Still, Kharoba insists that his independent study of Islam and his upbringing in Jordan qualify him to educate law enforcement officers about counterterrorism.
“I don’t have a degree in it, but I’m extremely literate in Islamic theology,” he said. “When you live in a culture, you acquire a tremendous amount of knowledge about it as opposed to studying it.”
Kharoba’s background
Kharoba, 45, was born to Christian parents in Amman, Jordan, where his father worked for the British government. Kharoba says he grew up exposed to both Western and Arabic religion and culture.
He immigrated to the United States after high school and said he earned a bachelor’s degree from Louisiana State University in computer and electrical engineering with a minor in math in 1987. A university official confirmed only the degree in electrical engineering.
Until 2001, Kharoba worked in software development.
After 9/11, he noticed that the media did not use the real names of many of the terrorists who made headlines. Instead, nicknames or aliases were often used because the differences between Arabic and Western naming conventions led to mistranslations.
Seizing the opportunity, Kharoba started to teach the law enforcement community about the nuances of Arabic names, whose flexibility allows ill-willed foreign nationals to adopt multiple U.S. identities.
“That’s how I got into law enforcement and counterterrorism training,” Kharoba said. “At the time, I didn’t know anything about law enforcement, how they work, or anything like that.”
From there, Kharoba branched into other subjects. “As I started working within the law enforcement community, I found that not only is it the names that they’re challenged with,” he said. “They didn’t know anything about the culture or the religion.”
To help raise his profile as a counterterrorism instructor, Kharoba founded Counter Terrorism Operations Center, LLC, in 2006. He receives payment from Broward College under the company’s name.
Kharoba, a former Coral Springs resident who moved to Florida’s Gulf Coast in 2008, would not say how much money he makes in the counterterrorism business.

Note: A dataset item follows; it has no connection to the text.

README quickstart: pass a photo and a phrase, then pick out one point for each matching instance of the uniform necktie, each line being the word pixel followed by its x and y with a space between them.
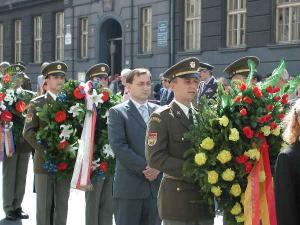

But he says his desire to prevent another 9/11, not money, is what motivates him.
“When I became a naturalized citizen, I took an oath of allegiance, and I was fulfilling my oath. I saw that there’s a chronic problem, I saw that there’s a way that I could contribute to make things better for my country, and that’s what prompted me to do it,” he said of his transition from software to counterterrorism.